Googleは2月18日(米国時間)、ブラウザでネイティブコードの実行を可能にするNative Clientの開発が重要なマイルストーンを到達したことを発表した。Native ClientはChromeにおいてネイティブにコンパイルされたコードを利用するWebアプリケーションの開発を可能にするもの。これまで実験的位置づけとして公開されてきたが、今回の発表で1段階引き上げられ、開発者向けに開発の開始を促すバージョンとなった。Chrome 10以降のバージョンで利用可能。デフォルトでは無効化されているため、利用するにはabout:flagsから機能を有効にする必要がある。

Chrome 11開発版 / Windows 7

about:flagsからNative Clientの機能を有効化できる

Googleはここ数カ月の間、Native ClientのPepperプラグイン対応に取り組んできた。Pepperはより進んだサンドボックス化を実現するためのプラグインアーキテクチャ。Pepperに対応したNative ClientはJavaScriptと同程度には移植性があり、そしてセキュアになったと評価されている。発表に合わせて公開された新しいNative Client SDKでは次の機能が実現されている。

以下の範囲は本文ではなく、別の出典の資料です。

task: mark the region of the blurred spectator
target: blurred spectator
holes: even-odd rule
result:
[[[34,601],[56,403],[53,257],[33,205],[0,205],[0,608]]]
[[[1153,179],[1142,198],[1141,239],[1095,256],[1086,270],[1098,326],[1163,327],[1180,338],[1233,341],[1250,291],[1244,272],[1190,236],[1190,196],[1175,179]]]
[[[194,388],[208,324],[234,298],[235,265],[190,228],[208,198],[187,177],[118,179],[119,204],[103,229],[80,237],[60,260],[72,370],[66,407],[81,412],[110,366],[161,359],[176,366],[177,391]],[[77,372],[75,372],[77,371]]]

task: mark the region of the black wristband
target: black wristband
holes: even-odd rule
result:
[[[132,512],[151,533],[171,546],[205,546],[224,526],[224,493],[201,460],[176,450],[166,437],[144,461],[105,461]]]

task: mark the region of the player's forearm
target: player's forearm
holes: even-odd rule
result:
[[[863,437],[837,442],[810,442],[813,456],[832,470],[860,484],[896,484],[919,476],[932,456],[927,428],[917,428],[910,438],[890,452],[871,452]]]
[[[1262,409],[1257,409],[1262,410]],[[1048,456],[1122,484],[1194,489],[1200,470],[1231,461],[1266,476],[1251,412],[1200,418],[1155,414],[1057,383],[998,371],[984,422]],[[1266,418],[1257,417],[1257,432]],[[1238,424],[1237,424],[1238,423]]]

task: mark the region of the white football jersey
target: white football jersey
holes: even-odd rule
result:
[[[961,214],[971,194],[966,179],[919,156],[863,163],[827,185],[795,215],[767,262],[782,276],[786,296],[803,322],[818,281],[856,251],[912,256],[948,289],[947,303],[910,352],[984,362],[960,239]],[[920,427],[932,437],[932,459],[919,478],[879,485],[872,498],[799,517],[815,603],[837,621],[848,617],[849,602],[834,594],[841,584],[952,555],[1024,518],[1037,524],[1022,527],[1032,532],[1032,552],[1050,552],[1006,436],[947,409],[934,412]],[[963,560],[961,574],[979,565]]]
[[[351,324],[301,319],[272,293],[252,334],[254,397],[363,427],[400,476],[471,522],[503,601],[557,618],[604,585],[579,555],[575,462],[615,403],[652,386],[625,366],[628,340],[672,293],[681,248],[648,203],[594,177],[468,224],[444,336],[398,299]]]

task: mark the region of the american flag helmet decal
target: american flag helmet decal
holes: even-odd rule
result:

  • 計算、オーディオ、2Dを実現するNative Clientモジュールに対応するPepperインタフェースの提供
  • 自動アップデート機能の提供
  • 外部サンドボックス機能の実現
  • ダウンロード対象マシンに合わせたモジュールのダウンロード機能の実現

これまではセキュリティを実現する方法として実験的に期日機能とローカルホストにおけるセキュリティ制限が課されてきたが、自動アップデートと外部サンドボックスが提供されたことでこの制限が撤廃されている。今後の開発としては次の内容が紹介されている。

  • 3DグラフィックAPIへの対応
  • ローカルファイルストレージ機能の提供
  • WebSockets対応
  • Peer-to-Peerネットワーキング対応
  • ダイナミック共有オブジェクト(Dynamic Shared Object; DSO)への対応

ダイナミック共有オブジェクトへの対応が実現すると、従来よりもABIの安定化を実現できるようになる。GoogleはChromeにNative Clientを提供することで、既存のJavaScriptベースのWebアプリケーションよりもさらに高速に動作するWebアプリケーションを実現することを目指している。